9. The annual salaries of employees in a large company are approximately normally distributed with a mean of $50,000 and a standard deviation of $20,000.
a) What percent of people earn less than $40,000? For x = 40000, z = -0.5. Area to the left (less than) of z = -0.5 is equal to 0.3085 = 30.85% earn less than $40,000.
b) What percent of people earn between $45,000 and $65,000? For x = 45000 , z = -0.25 and for x = 65000, z = 0.75. Area between z = -0.25 and z = 0.75 is equal to 0.3720 = 37.20% earn between $45,000 and $65,000.
c) What percent of people earn more than $70,000? For x = 70000, z = 1. Area to the right (higher) of z = 1 is equal to 0.1586 = 15.86% earn more than $70,000.

10.  An average light bulb manufactured by the Acme Corporation lasts 300 days with a standard deviation of 50 days. Assuming that bulb life is normally distributed, what is the probability that an Acme light bulb will last at most 365 days? Solution: Given a mean score of 300 days and a standard deviation of 50 days, we want to find the cumulative probability that bulb life is less than or equal to 365 days. Thus, we know the following:

  • The value of the normal random variable is 365 days.
  • The mean is equal to 300 days.
  • The standard deviation is equal to 50 days.

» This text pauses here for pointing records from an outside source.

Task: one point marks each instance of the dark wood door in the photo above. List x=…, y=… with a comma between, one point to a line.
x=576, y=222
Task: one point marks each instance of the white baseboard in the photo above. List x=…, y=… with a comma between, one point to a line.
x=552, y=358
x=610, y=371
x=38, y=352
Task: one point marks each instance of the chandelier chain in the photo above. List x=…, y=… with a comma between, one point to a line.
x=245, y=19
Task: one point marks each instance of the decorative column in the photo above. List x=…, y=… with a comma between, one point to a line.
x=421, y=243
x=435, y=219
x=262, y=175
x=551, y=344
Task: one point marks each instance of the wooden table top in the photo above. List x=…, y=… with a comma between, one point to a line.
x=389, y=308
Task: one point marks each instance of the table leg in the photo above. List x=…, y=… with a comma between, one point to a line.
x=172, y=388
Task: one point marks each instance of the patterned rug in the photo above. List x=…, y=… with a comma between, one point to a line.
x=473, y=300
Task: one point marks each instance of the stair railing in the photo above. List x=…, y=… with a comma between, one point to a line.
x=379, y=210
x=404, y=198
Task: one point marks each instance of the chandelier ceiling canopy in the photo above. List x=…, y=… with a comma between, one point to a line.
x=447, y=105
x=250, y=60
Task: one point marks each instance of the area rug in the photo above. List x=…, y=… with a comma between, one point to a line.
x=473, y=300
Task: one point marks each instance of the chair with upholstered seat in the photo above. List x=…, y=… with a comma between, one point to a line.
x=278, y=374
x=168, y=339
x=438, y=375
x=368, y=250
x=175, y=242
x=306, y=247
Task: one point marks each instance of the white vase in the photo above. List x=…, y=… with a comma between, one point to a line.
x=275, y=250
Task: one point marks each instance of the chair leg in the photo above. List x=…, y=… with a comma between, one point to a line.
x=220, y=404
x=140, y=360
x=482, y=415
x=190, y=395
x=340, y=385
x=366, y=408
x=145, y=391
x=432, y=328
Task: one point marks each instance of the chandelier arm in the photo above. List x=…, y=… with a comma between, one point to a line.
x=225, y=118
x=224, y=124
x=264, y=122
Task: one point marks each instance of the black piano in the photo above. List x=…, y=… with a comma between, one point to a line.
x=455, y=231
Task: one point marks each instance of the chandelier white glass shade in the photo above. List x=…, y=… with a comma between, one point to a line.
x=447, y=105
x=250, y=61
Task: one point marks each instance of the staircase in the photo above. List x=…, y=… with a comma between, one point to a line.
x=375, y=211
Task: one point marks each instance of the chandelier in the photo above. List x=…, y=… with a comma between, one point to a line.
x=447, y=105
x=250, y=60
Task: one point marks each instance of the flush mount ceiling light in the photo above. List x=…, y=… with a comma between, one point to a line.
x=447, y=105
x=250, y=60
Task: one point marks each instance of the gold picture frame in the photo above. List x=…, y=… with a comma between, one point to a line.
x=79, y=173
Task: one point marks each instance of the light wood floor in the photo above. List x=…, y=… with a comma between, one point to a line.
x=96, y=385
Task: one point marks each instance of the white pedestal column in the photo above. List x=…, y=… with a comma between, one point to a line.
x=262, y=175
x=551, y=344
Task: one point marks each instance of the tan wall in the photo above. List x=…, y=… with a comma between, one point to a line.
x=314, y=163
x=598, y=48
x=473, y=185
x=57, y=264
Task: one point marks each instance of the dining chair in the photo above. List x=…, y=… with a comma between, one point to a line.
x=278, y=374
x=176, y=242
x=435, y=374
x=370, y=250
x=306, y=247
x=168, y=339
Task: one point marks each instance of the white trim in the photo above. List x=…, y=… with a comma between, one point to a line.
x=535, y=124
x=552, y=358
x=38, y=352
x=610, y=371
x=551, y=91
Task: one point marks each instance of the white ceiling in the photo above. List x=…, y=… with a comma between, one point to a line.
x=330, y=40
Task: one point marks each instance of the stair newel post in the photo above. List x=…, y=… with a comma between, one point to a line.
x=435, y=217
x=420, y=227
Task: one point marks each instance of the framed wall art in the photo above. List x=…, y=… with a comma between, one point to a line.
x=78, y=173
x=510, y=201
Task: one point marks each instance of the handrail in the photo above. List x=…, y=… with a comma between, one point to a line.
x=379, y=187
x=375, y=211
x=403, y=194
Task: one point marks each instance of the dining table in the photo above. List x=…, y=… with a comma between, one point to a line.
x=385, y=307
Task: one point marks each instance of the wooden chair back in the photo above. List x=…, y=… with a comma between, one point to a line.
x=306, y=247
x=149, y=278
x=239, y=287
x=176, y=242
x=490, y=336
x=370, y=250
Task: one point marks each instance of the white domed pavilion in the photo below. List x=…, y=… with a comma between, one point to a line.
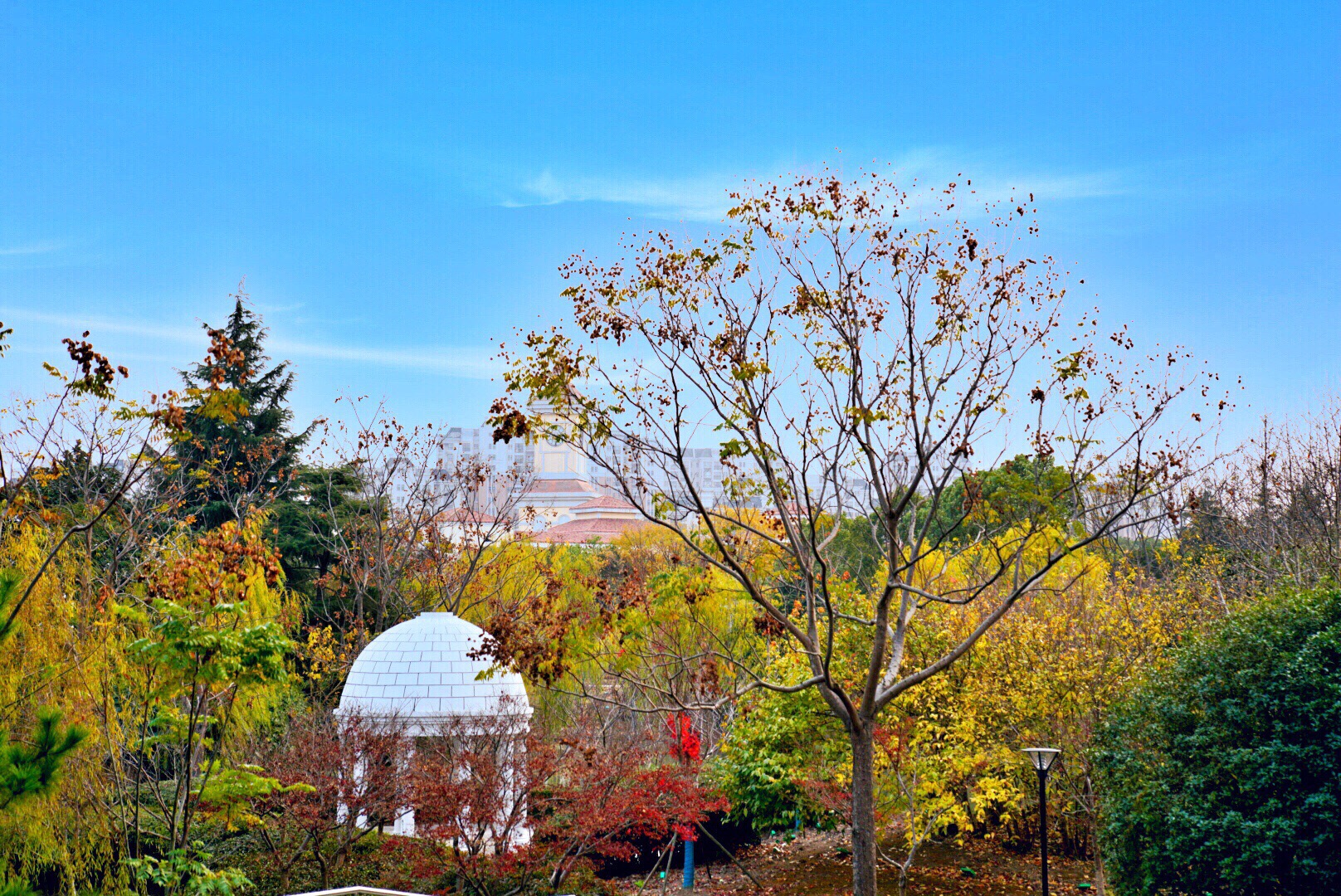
x=420, y=675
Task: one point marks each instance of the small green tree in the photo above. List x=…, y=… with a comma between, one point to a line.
x=1223, y=776
x=237, y=460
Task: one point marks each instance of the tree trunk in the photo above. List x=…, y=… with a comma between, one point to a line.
x=862, y=813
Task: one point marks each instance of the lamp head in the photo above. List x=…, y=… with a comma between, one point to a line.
x=1042, y=758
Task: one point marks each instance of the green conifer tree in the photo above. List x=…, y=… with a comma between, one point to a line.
x=235, y=463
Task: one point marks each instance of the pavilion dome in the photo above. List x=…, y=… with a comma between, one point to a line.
x=420, y=672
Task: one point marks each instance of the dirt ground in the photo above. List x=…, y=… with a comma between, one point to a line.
x=817, y=864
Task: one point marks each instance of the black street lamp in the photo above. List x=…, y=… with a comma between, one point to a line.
x=1042, y=758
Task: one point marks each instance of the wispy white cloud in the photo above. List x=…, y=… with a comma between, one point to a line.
x=705, y=197
x=468, y=363
x=700, y=199
x=41, y=247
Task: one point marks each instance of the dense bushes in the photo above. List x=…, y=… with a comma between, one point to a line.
x=1223, y=776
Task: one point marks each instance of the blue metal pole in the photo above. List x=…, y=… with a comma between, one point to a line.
x=688, y=864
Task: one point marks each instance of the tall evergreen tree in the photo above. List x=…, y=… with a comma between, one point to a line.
x=237, y=461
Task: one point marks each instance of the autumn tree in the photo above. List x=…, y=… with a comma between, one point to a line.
x=408, y=524
x=857, y=350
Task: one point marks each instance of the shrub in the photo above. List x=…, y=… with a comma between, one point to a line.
x=1223, y=774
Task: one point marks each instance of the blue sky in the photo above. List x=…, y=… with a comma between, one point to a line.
x=398, y=182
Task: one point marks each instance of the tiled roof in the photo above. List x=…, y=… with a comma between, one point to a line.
x=581, y=532
x=464, y=515
x=605, y=502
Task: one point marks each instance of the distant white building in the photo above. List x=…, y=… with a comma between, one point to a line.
x=478, y=441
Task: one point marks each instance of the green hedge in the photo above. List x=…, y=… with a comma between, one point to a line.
x=1223, y=776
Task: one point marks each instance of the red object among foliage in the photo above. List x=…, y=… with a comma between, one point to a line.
x=685, y=745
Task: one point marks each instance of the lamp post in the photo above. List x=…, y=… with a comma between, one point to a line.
x=1042, y=759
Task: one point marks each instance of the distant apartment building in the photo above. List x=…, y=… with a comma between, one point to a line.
x=478, y=441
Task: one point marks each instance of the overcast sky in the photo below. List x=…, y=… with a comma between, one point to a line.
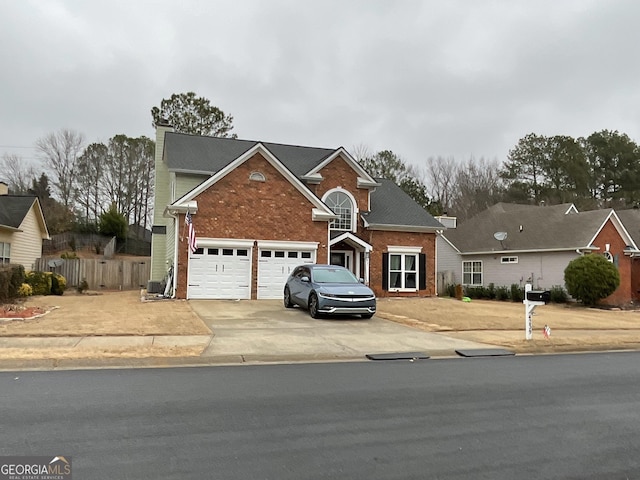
x=420, y=78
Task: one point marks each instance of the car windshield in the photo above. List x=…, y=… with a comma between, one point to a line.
x=333, y=275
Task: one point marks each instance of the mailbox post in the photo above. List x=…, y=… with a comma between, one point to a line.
x=532, y=298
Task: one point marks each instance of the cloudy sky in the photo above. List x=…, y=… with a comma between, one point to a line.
x=421, y=78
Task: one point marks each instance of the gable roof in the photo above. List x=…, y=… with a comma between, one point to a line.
x=208, y=155
x=532, y=227
x=13, y=209
x=319, y=212
x=631, y=221
x=393, y=209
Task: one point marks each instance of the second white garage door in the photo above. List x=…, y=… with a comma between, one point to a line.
x=275, y=265
x=220, y=273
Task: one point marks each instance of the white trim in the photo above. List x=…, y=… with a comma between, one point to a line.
x=190, y=206
x=572, y=209
x=320, y=215
x=542, y=250
x=286, y=245
x=399, y=228
x=508, y=259
x=404, y=252
x=397, y=249
x=354, y=208
x=204, y=242
x=351, y=237
x=619, y=226
x=349, y=260
x=481, y=262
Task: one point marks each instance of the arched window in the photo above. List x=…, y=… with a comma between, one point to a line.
x=341, y=204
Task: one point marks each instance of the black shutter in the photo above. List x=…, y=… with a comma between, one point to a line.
x=422, y=265
x=385, y=271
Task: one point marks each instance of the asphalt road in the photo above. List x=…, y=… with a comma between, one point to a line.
x=571, y=416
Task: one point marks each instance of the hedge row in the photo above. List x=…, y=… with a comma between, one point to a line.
x=14, y=283
x=514, y=293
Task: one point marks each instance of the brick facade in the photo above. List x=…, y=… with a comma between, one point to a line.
x=625, y=293
x=236, y=207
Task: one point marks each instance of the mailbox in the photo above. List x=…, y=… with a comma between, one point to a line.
x=539, y=296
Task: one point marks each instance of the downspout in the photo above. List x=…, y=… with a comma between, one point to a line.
x=435, y=260
x=175, y=253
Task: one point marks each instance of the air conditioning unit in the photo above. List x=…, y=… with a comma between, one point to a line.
x=154, y=287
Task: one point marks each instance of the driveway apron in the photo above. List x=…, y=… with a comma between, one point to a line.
x=252, y=328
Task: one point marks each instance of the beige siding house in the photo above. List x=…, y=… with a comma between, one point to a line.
x=22, y=228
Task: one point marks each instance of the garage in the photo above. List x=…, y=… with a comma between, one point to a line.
x=276, y=260
x=220, y=272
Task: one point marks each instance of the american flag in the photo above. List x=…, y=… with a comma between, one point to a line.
x=191, y=232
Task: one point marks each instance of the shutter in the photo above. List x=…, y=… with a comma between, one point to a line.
x=385, y=271
x=422, y=265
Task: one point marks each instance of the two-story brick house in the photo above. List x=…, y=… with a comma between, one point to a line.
x=259, y=209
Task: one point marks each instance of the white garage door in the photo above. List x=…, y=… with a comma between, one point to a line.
x=275, y=265
x=220, y=273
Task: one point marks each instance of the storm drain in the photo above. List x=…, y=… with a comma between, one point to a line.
x=485, y=352
x=398, y=356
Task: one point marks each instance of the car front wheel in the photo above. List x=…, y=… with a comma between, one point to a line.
x=313, y=305
x=287, y=298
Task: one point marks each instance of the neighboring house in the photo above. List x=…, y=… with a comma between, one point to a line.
x=518, y=244
x=22, y=228
x=260, y=209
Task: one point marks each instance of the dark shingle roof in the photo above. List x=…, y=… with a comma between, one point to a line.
x=13, y=209
x=207, y=155
x=528, y=227
x=390, y=205
x=631, y=221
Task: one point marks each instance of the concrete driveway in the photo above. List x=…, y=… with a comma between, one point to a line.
x=264, y=330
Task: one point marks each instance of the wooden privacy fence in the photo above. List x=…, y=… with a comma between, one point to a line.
x=100, y=274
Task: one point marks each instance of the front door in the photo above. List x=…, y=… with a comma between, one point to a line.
x=344, y=258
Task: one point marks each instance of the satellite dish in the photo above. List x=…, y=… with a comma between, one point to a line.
x=500, y=236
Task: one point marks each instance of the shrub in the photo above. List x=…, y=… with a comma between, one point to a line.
x=25, y=290
x=590, y=278
x=11, y=277
x=450, y=290
x=459, y=291
x=502, y=293
x=474, y=292
x=83, y=286
x=558, y=294
x=58, y=284
x=40, y=282
x=517, y=292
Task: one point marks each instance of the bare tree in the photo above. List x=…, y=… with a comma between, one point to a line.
x=478, y=186
x=18, y=173
x=440, y=175
x=90, y=176
x=60, y=152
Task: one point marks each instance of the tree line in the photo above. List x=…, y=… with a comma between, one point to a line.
x=598, y=171
x=80, y=183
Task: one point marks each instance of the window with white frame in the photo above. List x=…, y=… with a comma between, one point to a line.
x=5, y=252
x=509, y=260
x=472, y=273
x=342, y=205
x=403, y=271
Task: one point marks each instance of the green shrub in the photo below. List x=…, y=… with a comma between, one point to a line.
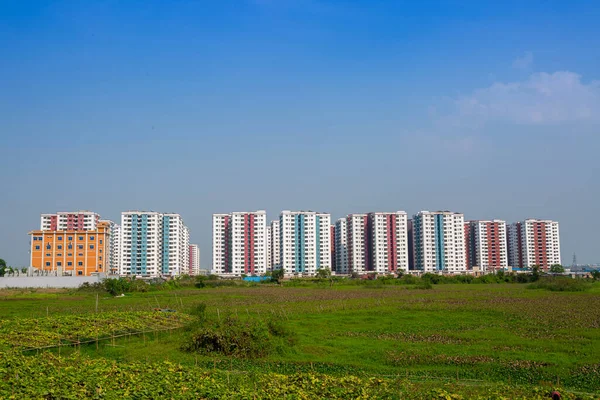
x=236, y=338
x=560, y=284
x=424, y=284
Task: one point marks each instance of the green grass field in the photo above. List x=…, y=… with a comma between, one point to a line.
x=462, y=340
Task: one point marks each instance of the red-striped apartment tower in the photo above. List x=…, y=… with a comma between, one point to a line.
x=533, y=242
x=332, y=247
x=240, y=243
x=485, y=245
x=71, y=221
x=377, y=242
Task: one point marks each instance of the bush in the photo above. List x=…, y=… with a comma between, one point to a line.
x=560, y=284
x=116, y=286
x=424, y=284
x=237, y=338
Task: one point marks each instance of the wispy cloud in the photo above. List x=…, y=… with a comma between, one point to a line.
x=523, y=62
x=542, y=99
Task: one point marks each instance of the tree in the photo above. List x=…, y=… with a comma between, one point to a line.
x=277, y=275
x=557, y=269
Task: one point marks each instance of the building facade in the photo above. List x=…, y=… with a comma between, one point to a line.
x=153, y=244
x=275, y=250
x=71, y=221
x=194, y=258
x=114, y=247
x=377, y=242
x=71, y=252
x=534, y=242
x=240, y=243
x=486, y=245
x=304, y=240
x=439, y=242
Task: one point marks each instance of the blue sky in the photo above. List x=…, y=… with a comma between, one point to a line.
x=197, y=107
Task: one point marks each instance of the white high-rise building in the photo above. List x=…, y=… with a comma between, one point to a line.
x=153, y=244
x=356, y=232
x=439, y=242
x=534, y=242
x=114, y=247
x=269, y=247
x=341, y=247
x=194, y=257
x=304, y=242
x=240, y=243
x=388, y=242
x=376, y=242
x=275, y=254
x=486, y=244
x=70, y=221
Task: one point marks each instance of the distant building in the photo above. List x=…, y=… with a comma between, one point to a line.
x=485, y=244
x=534, y=242
x=76, y=252
x=377, y=242
x=114, y=244
x=304, y=242
x=439, y=242
x=240, y=243
x=72, y=221
x=275, y=250
x=341, y=246
x=332, y=247
x=153, y=244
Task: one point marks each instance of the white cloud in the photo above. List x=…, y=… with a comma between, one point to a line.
x=523, y=62
x=543, y=99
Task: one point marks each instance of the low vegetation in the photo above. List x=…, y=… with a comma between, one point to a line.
x=561, y=284
x=401, y=337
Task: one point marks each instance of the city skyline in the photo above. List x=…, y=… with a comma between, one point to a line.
x=488, y=108
x=269, y=220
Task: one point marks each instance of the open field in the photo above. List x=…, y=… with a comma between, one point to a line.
x=470, y=340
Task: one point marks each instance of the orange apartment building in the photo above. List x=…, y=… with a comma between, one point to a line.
x=74, y=252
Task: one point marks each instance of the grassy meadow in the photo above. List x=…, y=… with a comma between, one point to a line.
x=461, y=340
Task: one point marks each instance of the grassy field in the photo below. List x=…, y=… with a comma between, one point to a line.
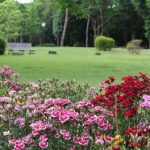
x=77, y=63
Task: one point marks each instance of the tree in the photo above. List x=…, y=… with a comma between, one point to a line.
x=33, y=21
x=10, y=20
x=143, y=8
x=69, y=7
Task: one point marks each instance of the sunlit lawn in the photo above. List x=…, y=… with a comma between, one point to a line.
x=77, y=63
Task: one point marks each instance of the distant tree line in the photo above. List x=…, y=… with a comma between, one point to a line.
x=75, y=22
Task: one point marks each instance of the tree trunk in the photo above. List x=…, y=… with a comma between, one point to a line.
x=21, y=37
x=65, y=27
x=57, y=41
x=87, y=32
x=101, y=20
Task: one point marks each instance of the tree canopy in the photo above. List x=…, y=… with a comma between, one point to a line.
x=75, y=22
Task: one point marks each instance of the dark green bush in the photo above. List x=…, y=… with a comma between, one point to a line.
x=134, y=46
x=48, y=45
x=2, y=46
x=104, y=43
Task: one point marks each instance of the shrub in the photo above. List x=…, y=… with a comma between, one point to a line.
x=134, y=46
x=104, y=43
x=2, y=46
x=48, y=45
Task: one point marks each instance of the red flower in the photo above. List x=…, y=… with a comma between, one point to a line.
x=131, y=112
x=116, y=148
x=111, y=78
x=131, y=130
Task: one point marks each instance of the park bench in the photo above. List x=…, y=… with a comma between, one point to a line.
x=19, y=48
x=52, y=52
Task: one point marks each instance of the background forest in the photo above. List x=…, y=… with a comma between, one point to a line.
x=75, y=22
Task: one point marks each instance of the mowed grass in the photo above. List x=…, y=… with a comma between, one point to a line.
x=80, y=64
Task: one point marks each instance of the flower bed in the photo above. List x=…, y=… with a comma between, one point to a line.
x=66, y=116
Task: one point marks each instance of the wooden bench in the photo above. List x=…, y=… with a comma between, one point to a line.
x=19, y=48
x=52, y=52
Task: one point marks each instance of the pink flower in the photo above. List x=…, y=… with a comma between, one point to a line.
x=102, y=85
x=4, y=99
x=83, y=142
x=20, y=121
x=146, y=97
x=16, y=75
x=19, y=146
x=13, y=141
x=43, y=138
x=6, y=133
x=91, y=91
x=64, y=132
x=67, y=137
x=61, y=102
x=99, y=141
x=11, y=92
x=85, y=135
x=43, y=144
x=55, y=113
x=63, y=118
x=72, y=148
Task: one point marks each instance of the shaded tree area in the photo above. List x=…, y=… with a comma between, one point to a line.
x=75, y=22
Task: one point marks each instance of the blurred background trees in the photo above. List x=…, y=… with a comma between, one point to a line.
x=75, y=22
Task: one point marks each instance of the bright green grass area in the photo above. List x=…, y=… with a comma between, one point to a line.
x=80, y=64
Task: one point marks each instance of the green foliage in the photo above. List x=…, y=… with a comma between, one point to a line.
x=104, y=43
x=48, y=45
x=57, y=23
x=143, y=8
x=134, y=46
x=10, y=19
x=2, y=46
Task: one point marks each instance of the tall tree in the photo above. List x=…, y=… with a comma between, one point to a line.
x=10, y=19
x=71, y=7
x=143, y=8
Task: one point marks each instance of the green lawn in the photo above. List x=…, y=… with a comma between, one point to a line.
x=77, y=63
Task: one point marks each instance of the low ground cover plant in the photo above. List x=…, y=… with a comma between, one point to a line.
x=134, y=46
x=104, y=43
x=53, y=115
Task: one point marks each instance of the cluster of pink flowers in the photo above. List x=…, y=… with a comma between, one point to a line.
x=6, y=73
x=55, y=116
x=146, y=103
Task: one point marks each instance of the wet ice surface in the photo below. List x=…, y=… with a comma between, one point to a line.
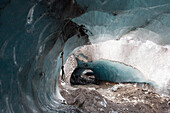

We enter these values into the Normal Distribution Calculator and compute the cumulative probability. The answer is: P( X < 365) = 0.90. Hence, there is a 90% chance that a light bulb will burn out within 365 days.   11. Suppose scores on an IQ test are normally distributed. If the test has a mean of 100 and a standard deviation of 10, what is the probability that a person who takes the test will score between 90 and 110? Solution: Here, we want to know the probability that the test score falls between 90 and 110. The “trick” to solving this problem is to realize the following:

P( 90 < X < 110 ) = P( X < 110 ) – P( X < 90 )

We use the Normal Distribution Calculator to compute both probabilities on the right side of the above equation.

  1. To compute P( X < 110 ), we enter the following inputs into the calculator: The value of the normal random variable is 110, the mean is 100, and the standard deviation is 10. We find that P( X < 110 ) is 0.84.
  2. To compute P( X < 90 ), we enter the following inputs into the calculator: The value of the normal random variable is 90, the mean is 100, and the standard deviation is 10. We find that P( X < 90 ) is 0.16.

We use these findings to compute our final answer as follows:

P( 90 < X < 110 ) = P( X < 110 ) – P( X < 90 ) P( 90 < X < 110 ) = 0.84 – 0.16 P( 90 < X < 110 ) = 0.68

Thus, about 68% of the test scores will fall between 90 and 110.